We have a real issue with the complexity of clinical trials and getting patients on trials. Despite everything we’re doing, only about 5% of eligible patients are going on clinical trials, and of course fewer in underserved populations. So, we hoped the Lung-MAP effort would help with that. It also helped with trial diversity and getting drugs to the point of care. We saw that there were more patients from underrepresented minorities that went on Lung-MAP than standard cooperative group trials.

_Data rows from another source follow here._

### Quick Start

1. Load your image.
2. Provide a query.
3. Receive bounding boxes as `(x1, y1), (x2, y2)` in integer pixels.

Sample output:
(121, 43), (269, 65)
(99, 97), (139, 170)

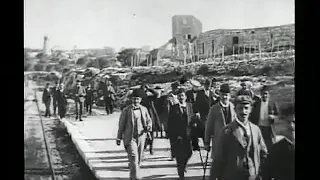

But now, with Pragmatica, we are promoting the idea of doing a trial that is more simple since both the drugs are already available individually as standard of care. The only unique thing is combining them. We prepared a trial document of only six to 10 pages as opposed to 40-50 pages, by having fewer eligibility criteria and importantly many fewer endpoints.

Of course, we have to make sure each patient is able to tolerate the agents but the goal is to collect only the essential data.  Frankly, in this trial we want to as quickly as possible confirm the survival endpoint-everything else is secondary and won’t matter if the study does not meet the survival endpoint.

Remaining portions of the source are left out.